Несколько мгновений капитан Лоран оставался неподвижен у порога потайной двери. Он слышал, как за ним тихо опустилась доска, прикрывающая отверстие, в которое он прошел, однако, предупрежденный краснокожим, что должен войти один, он нисколько не смутился одиночества, к которому был подготовлен. Гордо выпрямившись и высоко подняв голову, он осматривался вокруг, чтобы, если возможно, разобраться, где очутился.
Нередко внимательное изучение места, куда попадешь случайно, дает возможность догадаться, с какого рода людьми предстоит иметь дело, и через ряд последовательных выводов почти всегда можно дойти до верного заключения об их вкусах, привычках, о том, чего следует опасаться или на что надеяться.
В данном случае изучение обстановки не представляло ни малейшего затруднения.
Комната была длинная и узкая, вся обшитая дубовыми филенками резной работы редкой красоты; богатая библиотека занимала целиком одну стену. Освещалась комната четырьмя сводчатыми окнами с цветными витражами, где изображались предметы духовного содержания, точно в церкви; тяжелые занавеси из плотной коричневой материи были на каждом окне; на стенах висели шесть больших картин из жизни святого Августина.

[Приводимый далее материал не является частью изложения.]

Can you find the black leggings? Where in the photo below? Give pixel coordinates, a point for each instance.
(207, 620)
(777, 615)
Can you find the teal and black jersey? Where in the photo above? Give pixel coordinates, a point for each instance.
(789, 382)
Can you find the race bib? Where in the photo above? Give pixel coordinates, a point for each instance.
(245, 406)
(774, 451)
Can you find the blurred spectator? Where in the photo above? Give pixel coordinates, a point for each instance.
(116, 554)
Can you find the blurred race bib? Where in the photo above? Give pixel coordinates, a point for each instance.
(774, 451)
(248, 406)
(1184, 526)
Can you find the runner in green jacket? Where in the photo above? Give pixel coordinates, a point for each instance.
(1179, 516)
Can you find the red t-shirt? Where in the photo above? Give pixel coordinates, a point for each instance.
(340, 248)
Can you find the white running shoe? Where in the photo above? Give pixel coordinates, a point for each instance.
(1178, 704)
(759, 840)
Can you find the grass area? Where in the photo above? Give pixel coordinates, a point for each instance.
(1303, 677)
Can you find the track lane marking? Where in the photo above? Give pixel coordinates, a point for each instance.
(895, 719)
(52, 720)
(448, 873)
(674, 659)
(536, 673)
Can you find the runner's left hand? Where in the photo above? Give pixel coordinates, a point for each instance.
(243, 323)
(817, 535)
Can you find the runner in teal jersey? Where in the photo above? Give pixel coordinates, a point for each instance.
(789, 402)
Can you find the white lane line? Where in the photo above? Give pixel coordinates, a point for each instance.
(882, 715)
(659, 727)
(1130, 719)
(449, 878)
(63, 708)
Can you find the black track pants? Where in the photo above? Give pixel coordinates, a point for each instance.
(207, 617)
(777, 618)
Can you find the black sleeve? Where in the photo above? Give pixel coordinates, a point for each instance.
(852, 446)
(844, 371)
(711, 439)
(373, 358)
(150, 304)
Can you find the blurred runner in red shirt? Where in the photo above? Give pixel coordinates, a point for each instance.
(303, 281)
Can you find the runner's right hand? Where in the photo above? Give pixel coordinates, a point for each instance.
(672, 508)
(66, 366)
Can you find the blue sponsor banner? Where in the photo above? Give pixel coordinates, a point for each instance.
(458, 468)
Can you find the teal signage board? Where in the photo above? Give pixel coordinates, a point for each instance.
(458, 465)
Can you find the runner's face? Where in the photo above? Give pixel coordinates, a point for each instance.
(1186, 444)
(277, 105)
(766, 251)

Эти картины неизвестных мастеров, не лишенные художественного достоинства, отличались несколько наивной манерой живописи, мрачной и сухой, свойственной кисти большей части испанских живописцев эпохи Возрождения.
Между двумя окнами, под громадным распятием, окруженным всеми принадлежностями страдания Христова, был дубовый аналой для моления; в одном из углов стояла скромная кровать с тощим тюфяком, волосяной подушкой и шерстяным одеялом. По всей комнате были расставлены стулья, табуретки и кресла; массивный стол, заваленный книгами и разными рукописями, занимал середину комнаты.
Стоявшая в угловой нише Мадонна с младенцем Иисусом на руках, в венке из белых роз, драпированная золотой парчой, казалась гением-хранителем этого мирного убежища. Перед ней горело с десяток тоненьких свечей длиной с руку, насаженных на железные шипы. Ниша эта могла задергиваться занавеской.
Серебряная лампа в три рожка свисала с потолка над столом на высоте двух футов и распространяла приятный полусвет в этой комнате, очень похожей на келью. Кроме тайного входа в ней имелись две створчатые двери в противоположной стене.
-- Уж не нахожусь ли я у почтенного отца Санчеса, капеллана асиенды? -- пробормотал про себя Лоран. -- Я не прочь наконец-то познакомиться с этим святым мужем, даже лица которого мне пока что не удалось рассмотреть. Звук его голоса всегда вызывает во мне невольный трепет, точно отдаленное воспоминание чего-то слышанного в детстве. Какое в этом правдоподобие! -- грустно заключил он, покачав головой.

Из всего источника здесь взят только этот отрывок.